There is no collective. It's just a trumped up conspiracy by "The Man"
trying to keep a good plant grower down:)
>> But some twisted people like me did well at 1.5 to 2 watts a gallon on
>> a ten
>> gallon tank while other will claim nothing less than 5 w/gal did it
>> for them
>> on a 10 gal.
> Well, maybe there is something here. Why I would have luck with
> basically the same nutrients levels moving from 3+ wpg to 5+ wpg while
> you can grow just fine at lower light levels? Is it possible that
> higher light levels are opening different metabolic pathways?
Possible yes, but in this context very unlikely with this plant.
Recall some background on this plant: where's it from? The eastern USA, cool
waters etc. Dutch tanks with 1.5 to 2w/gal used this plants often in their
designs in the past along with other old timer plants.
Cooler temps may help but I've done well at higher temps also.
> another way, if my nutrient levels were less than ideal at 3wpg why
> would increased lighting fix the problem? Or maybe that I was
> overdosing something whose uptake rate became fast enough under higher
> light to get it to a good, non-blocking level (maybe K+?)
Naw. You can adjust things and standardize them relatively easily. Big water
changes, using teaspoon and ml measurements,2-3x a week etc get everyone on
the same page.
The effects of adding more light become clearer when this is done.
> Absolutely not, but I think a fruitful line of questioning would be
> what I mentioned above; what are you adding and I am not (or adding too
> much) that higher light levels are somehow compensating for?

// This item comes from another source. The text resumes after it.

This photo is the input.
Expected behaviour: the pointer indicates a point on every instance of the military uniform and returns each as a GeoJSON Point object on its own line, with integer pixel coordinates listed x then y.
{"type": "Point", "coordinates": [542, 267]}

Folks ask this all the time.
But you see it everyday, I tell folks to do the same old tihning I've been
doing all along.
Big water changes, nutrients, good CO2(D diandra hates poor CO2 levels IME),
lots of plants, good pruning, adding enough herbivores, having a good fish
It does seem to do better in cooler softer water.
>> High light has made the narrowing of the ranges of good plant growth
>> better IMO. Then this same knowledge can be applied to the lower light
>> with great results.
> Right. So with your new 800wpg tank we should have proper N-P-K levels
> down to 5 or 6 significant digits, right? :)
Few folks have kits that are even good to 1 digits like for NO3 and worse
I'd be happy with a reg water change and adding the KNO3 like I tell them
to, CO2 at 20-30ppm. Basic things.
I have a science background but I it's quite tempered with practical DIY
experience before I got into the science.